Thank you. I will get the codes and get back to you!
It is so very hard to guess with the info supplied, but it sounds like your mechanic is just guessing what the issue maybe… He is thowing parts at it, hopeing to fix it… That is not good…
Since it maybe oil related (or may not be), I am going to guess and it is strictly an educated guess… I think the oil pressure switch on the VTEC cams on your CRV is no longer working… You CRV has two intake cam shafts, one for low RPM, and one for high RPM… A oil pressure switch engages the high RPM cams when the oil pressure gets to a certain point… It sounds like the high RPM cam is sticking OR not engageing correctly… This would explain why it is so intermitant, and why playing with the oil can make a differance…
Like I said just a guess, but I think its worth checking out.
I don’t want to sound critical from here . . . but it looks like your regular mechanic is just throwing parts at it and hoping for the best. Before engine sensors became the cool thing to look at, we actually had to diagnose problems like this without computers. I think that I might look for an independent mechanic who does a lot of honda work Look for an older guy . . . like some of us here . . . over 50 who know how to use diagnostic tools besides just reading codes and replacing parts. One more thing . . . I cannot imagine how an oil flush and change would be suggested by any mechanic for the symptoms you report . . . like bucking and chugging, no way at all. Or the other things you paid for . . . a new fan sensor . . . thicker oil . . . for engine bucking? No way. JMO. Good luck! Rocketman
Thank you for your comments. I was avoiding a Honda dealer service because they always seem so expensive, but do you think he (Honda-man) would have any better luck. I will definitely take these suggestions to whoever I go to.
You need a new mechanic. This one sounds honest and well meaning, but lacking in diagnostic skills.
First, follow Remco’s and Whitey’s advice. Get the codes read and post them here.

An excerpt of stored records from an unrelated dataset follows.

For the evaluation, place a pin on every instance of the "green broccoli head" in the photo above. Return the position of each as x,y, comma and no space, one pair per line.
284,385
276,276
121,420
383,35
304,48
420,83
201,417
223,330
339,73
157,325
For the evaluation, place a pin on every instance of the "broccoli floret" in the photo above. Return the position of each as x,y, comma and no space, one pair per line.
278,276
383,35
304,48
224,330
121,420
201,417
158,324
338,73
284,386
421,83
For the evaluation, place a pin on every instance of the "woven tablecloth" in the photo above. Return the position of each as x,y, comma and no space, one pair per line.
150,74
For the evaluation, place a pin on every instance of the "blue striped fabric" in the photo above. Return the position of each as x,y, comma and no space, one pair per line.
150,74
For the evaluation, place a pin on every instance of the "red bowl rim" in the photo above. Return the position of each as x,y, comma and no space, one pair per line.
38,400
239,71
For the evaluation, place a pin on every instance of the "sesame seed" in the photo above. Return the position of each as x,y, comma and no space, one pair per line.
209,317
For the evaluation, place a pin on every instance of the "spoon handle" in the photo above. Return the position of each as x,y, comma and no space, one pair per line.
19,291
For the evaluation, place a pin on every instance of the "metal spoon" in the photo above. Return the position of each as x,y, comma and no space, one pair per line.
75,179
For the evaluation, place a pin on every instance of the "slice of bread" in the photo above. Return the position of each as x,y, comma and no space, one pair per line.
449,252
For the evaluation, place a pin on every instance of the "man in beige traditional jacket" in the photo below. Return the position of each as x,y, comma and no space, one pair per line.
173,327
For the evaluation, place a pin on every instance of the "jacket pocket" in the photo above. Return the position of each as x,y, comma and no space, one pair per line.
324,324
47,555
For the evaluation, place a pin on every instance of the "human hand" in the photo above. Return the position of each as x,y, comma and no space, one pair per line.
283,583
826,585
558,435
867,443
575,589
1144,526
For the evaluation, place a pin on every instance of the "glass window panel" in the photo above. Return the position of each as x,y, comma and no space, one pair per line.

Second, learn to monitor your fluid levels more regularly. If Gsrag is correct, and he may well be, it is possible that running on low oil has caused the variable cam system to gum up. Your engine uses the oil almost like a hydraulic fluid to engage the high speed cam.
We’ll come back with some ideas when you post the codes. My first guess would have been the same as Testers, but if I start guessing wildly I’m no better than your current guy. But keep Tester’s suggestion in mind. Testing the fuel pressure may be as good a place to start as any other.